Lieber lauschen, wie hier das ganze Leben in vertonter Dumpfheit untergeht und Lo-Fi als Genre fortgeführt wird. Das sticht gerade bei den langen Stücken hervor. Saloman erklärt in "Are we nearly there yet?" über acht Minuten fort alle für toll, die in die Zukunft wollen. Besser zurück in die verwunschene Sechziger-Psychedelic. Hierzu spielen die Gitarren Choräle in wundervoll mittelprächtiger Analogproduktion. Auch bis zum Anschlag aufgedreht ist dieser Lärm nicht laut. Spuren, die orientierungslos ins Nirvana gegniedelt werden, später ebenso im halbstark strotzenden "Pale blue blood" oder dem Schlussstück "Well?" mit einer Melancholie als positiver Traurigkeit. Saloman vereinbart mit verletzter und völlig affektfreier Stimme in schwindeliger Sanftmut, alles zu geben, was man von ihm wolle. In einem Pakt, in dem er nichts zurückbekommt.

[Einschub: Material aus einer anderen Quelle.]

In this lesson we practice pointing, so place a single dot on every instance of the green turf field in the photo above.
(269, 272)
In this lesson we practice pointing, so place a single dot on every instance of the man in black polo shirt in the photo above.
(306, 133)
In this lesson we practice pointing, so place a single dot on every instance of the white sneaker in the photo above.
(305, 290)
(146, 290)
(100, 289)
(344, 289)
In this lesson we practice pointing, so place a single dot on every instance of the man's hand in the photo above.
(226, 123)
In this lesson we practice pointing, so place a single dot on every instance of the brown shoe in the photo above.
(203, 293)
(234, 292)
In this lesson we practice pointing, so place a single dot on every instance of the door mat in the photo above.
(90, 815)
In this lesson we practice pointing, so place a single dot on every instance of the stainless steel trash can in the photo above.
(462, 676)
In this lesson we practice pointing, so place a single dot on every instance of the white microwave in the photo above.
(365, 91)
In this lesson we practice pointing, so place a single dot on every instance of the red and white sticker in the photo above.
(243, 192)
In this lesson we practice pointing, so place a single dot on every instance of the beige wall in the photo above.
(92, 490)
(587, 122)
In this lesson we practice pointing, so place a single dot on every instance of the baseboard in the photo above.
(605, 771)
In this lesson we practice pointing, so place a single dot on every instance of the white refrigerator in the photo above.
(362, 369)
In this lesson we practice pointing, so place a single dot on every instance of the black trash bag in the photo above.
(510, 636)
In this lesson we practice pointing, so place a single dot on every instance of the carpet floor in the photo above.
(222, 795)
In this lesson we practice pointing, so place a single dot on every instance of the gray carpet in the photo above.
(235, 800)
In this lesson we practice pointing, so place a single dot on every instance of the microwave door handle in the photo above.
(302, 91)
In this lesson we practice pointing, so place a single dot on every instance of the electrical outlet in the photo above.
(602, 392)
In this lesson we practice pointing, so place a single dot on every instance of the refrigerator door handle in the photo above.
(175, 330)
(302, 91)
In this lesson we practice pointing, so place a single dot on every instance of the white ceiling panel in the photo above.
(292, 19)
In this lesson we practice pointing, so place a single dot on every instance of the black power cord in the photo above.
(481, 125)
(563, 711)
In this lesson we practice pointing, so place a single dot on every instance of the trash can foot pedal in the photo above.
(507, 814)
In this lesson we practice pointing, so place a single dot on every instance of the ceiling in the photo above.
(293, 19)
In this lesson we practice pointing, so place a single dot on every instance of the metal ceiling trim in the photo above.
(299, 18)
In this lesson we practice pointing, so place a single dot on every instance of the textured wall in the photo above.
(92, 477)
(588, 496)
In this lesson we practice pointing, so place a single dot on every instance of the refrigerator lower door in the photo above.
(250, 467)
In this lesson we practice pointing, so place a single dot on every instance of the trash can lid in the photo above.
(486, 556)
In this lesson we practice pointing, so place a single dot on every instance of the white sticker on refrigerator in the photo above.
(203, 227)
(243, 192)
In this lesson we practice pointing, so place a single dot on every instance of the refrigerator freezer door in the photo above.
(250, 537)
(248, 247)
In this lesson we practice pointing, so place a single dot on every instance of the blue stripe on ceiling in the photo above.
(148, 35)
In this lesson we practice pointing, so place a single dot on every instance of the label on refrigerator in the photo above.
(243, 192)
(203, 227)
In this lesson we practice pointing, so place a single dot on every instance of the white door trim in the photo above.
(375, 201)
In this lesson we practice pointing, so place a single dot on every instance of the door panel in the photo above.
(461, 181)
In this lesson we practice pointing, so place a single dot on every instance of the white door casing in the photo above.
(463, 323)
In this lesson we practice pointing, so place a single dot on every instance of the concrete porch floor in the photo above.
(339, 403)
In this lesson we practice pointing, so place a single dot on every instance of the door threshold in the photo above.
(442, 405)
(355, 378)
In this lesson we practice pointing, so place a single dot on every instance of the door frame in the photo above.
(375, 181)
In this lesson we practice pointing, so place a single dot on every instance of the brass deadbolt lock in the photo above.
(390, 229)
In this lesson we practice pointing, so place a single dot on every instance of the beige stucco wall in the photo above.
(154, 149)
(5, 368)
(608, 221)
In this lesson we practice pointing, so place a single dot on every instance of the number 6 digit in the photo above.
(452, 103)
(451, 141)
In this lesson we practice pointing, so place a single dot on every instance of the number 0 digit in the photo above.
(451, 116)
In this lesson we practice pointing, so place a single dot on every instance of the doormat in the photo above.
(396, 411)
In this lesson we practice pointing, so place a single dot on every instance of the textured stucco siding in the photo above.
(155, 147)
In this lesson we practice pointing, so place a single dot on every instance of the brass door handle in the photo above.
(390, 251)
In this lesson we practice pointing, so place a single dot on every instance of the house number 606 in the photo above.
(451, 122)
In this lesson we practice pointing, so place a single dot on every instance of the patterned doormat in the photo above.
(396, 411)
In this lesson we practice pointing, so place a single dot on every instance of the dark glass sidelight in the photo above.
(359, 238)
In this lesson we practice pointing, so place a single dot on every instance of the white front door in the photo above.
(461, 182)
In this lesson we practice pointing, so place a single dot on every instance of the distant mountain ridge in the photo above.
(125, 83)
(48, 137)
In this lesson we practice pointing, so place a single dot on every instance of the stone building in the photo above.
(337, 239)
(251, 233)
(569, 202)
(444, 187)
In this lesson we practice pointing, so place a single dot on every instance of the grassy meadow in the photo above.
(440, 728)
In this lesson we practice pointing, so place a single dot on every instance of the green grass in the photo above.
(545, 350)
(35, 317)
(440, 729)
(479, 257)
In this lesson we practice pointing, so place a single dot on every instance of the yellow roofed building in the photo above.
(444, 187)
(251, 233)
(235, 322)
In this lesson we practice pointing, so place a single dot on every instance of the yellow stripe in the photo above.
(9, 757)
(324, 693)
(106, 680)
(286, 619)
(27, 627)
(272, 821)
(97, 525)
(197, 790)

Freilich hätte man diese langen windschiefen Soli inmitten der Songs auch kürzen können, aber das wäre nur einer schwachsinnigen Logik von Klimax und Spannungsbögen gefolgt, der The Bevis Frond gerne absagen. Auch eher dynamische Lieder wie "Waiting for Sinatra" oder "Winter breaks" sind nicht aufbrausend oder rockig, weil sie hierfür zu zart gespielt und gesungen werden. Das beste Werk der Herren ist es nicht, dafür bleibt "New river head" für immer unantastbar, da es als Doppelalbum mit Exkursen in Pop und Folk noch maßloser ist und Balladen von verstörender Schönheit ("God speed you to earth") beinhaltet. "Example 22" ist, wie im fragilen 13. Lied beschrieben, ein "Vital sign" des 62-jährigen Saloman. Ein Zeichen aus jemandes Leben in von Mitmenschen überhörter Verschüttung. Wirklich innig ist eben nur das Unbeachtete.
Highlights & Tracklist
Highlights
- Are we nearly there yet
- Pale blue blood
- Second son
Tracklist
- Are we nearly there yet
- Waiting for Sinatra
- Longships
- I blame the rain
- Hot sauce or nothing
- Where is Egon Schiele
- Winter breaks
- Pale blue blood
- Backanile
- Come with us
- Stand back from the handle
- Second son
- Vital signs
- Manual labour
- Down here
- Well?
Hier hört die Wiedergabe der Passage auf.